I gave up submitting to organized religion years ago. I maintain a religious affiliation mainly to please my wife and family (and to be honest, if the dues go any higher, they can kiss my ass altogether).

Quite frankly, I don't need an intermediary to tell me how God wants me to live my life. That seems fairly obvious.

And that's why I'm not getting involved in the argument over here.

My take is this: If you live in this country, are of ANY religion, and you mean this country harm, you need to be locked away or sent back where you came from. But we don't need to lock up your wife, children, and the rest of your community just because YOU are a racist, fascist nutbag bent on killing as many infidels as possible before turning the gun on yourself or being killed ("martyred") by other infidels.

And yes, I have read the Koran, and it's a piece of supremacist crap that would have benefitted from a couple of centuries of redaction by learned scholars like the Hebrew Bible did -- if that was what Islamic scholars really wanted. And of course it wasn't, because they knew which side their bread was buttered on. (The only reason the Rabbis redacted what they had into the Tanach was because after they got their asses kicked by the Babylonians, it wasn't politic to top it the master race in the region anymore. But you'll note that they did leave in the historic ethnic cleansing bits, just so the Jews wouldn't forget that they were once pretty damn mighty.)
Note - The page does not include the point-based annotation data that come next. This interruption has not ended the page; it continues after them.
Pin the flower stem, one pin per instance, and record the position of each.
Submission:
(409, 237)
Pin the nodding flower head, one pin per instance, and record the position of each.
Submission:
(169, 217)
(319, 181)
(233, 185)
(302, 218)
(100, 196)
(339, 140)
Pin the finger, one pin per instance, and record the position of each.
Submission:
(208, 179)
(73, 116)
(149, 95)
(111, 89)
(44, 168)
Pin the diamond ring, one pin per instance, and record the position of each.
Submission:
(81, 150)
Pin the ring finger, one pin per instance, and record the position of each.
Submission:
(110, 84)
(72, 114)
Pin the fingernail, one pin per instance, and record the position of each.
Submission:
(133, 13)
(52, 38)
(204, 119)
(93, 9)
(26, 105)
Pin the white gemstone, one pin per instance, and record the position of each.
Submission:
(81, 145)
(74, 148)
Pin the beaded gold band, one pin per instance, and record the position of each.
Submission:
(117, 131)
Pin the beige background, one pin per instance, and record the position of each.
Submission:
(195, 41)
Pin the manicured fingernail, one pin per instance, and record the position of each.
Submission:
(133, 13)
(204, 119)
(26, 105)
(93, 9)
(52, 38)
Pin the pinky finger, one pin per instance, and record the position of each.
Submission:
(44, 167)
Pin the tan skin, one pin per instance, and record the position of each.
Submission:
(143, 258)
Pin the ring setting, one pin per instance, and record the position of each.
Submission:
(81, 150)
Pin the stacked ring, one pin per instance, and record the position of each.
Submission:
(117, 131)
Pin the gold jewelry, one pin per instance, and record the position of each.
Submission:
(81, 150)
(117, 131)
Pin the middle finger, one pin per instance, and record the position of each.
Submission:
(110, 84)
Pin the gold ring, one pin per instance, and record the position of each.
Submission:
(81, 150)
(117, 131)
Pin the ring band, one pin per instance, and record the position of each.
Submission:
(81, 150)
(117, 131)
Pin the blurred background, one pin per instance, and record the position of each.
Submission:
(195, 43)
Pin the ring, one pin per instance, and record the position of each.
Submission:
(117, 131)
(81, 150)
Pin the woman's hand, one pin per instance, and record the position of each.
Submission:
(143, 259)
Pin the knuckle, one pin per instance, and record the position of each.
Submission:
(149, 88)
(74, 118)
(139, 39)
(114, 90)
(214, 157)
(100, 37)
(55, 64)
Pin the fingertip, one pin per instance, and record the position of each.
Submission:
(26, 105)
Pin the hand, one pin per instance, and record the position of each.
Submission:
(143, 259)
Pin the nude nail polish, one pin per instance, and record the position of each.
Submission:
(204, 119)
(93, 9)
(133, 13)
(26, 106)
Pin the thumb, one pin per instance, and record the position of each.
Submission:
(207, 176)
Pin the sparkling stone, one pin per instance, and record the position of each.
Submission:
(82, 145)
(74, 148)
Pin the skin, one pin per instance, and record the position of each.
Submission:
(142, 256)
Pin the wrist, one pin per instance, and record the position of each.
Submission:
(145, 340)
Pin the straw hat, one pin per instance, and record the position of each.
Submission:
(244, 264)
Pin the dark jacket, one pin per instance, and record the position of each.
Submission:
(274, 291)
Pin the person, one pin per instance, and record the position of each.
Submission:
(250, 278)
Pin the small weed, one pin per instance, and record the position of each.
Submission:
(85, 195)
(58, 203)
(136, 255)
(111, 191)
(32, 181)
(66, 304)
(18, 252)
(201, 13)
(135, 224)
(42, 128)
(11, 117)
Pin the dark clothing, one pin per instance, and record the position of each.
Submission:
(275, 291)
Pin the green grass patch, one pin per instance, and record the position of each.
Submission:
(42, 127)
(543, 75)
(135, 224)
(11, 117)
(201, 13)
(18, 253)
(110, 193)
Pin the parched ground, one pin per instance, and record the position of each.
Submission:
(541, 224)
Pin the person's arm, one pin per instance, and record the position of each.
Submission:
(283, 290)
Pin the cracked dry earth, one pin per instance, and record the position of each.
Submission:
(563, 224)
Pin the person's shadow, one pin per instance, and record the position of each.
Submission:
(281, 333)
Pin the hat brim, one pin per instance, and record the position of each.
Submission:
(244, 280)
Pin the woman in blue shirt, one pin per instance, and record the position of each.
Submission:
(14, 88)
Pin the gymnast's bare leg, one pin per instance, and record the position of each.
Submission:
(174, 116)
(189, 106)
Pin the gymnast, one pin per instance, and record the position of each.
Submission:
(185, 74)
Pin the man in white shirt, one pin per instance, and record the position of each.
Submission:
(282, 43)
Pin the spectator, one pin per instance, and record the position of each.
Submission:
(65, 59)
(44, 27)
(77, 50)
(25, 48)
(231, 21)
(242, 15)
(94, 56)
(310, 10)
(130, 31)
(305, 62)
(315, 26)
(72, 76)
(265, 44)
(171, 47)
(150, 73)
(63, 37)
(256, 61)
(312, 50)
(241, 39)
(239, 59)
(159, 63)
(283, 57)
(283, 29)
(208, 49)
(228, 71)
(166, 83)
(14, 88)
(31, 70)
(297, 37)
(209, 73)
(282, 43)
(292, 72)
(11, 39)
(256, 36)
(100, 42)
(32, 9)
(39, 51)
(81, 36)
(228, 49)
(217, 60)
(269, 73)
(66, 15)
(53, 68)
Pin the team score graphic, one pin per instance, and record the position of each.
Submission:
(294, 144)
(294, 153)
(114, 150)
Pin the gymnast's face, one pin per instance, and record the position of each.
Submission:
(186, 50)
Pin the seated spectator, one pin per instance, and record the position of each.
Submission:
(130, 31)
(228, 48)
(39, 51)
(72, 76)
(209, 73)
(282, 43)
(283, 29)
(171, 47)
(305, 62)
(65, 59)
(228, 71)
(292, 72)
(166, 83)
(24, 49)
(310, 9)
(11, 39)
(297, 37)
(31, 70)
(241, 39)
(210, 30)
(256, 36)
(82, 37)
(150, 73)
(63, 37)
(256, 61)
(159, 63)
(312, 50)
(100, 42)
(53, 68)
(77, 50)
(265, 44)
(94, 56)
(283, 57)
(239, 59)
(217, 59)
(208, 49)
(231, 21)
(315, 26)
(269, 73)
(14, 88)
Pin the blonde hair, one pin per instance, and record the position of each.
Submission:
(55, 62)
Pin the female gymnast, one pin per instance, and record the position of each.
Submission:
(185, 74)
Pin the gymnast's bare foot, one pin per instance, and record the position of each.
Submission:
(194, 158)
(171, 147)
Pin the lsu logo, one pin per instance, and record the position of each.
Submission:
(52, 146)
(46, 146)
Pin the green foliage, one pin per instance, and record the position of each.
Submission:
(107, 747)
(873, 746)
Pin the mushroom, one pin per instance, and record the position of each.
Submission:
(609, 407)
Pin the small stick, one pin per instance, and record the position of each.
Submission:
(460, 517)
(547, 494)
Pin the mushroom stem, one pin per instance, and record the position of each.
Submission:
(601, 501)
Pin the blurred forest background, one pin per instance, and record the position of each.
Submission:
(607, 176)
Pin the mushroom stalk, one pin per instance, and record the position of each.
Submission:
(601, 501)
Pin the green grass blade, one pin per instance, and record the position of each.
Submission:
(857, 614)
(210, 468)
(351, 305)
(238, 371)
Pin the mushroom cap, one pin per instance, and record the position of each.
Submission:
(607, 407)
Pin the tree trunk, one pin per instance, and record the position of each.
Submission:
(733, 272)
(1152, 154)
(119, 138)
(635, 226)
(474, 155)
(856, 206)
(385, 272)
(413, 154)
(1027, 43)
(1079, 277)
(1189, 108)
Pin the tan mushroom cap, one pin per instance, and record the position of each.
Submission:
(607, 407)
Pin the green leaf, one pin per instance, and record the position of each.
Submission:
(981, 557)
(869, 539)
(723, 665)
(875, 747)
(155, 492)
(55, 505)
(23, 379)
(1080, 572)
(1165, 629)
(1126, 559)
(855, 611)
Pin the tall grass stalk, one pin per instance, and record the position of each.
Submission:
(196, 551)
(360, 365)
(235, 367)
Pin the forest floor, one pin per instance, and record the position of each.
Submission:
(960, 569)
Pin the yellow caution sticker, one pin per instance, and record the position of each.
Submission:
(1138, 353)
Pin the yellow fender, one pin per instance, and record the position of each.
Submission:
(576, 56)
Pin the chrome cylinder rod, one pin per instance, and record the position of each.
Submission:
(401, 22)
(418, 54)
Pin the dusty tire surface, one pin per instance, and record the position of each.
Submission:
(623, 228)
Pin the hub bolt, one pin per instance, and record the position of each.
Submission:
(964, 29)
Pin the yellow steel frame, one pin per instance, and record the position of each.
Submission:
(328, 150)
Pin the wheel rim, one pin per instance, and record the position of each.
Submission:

The problem we have in this country is an unwillingness to call a spade a spade. It's becoming more and more clear that this idiot at Fort Hood was clearly moved by his religion to do what he did. But it is the act that needs to be punished, not the underlying structure of belief. Contra Og, there are non-nutbag Muslims in this country who see the way differently than their more violent and unstable co-religionists, but even that isn't the point.

The point is that at any number of points along the way, Nidal Malik Hasan could have been stopped cold. Any number of people had noted signs of his instability. There was evidence that he was in contact with Al Qaeda, but nobody who knew seemed to want to do anything about it (unless perhaps they were using the knowledge to build a wider, more comprehensive case). The fact that he wasn't stopped indicates more of a problem on the enforcement side than it does on the infraction side.

It's easy to blame the man who killed the people while shouting "Allahu Akbar!". It's not nearly as easy to blame ourselves for not reacting to the obvious signs before he had the chance to run amok. When we figure out that we really, really need to do the latter, then maybe we can do the former.

Comments are not enabled. This is my opinion. Live with it.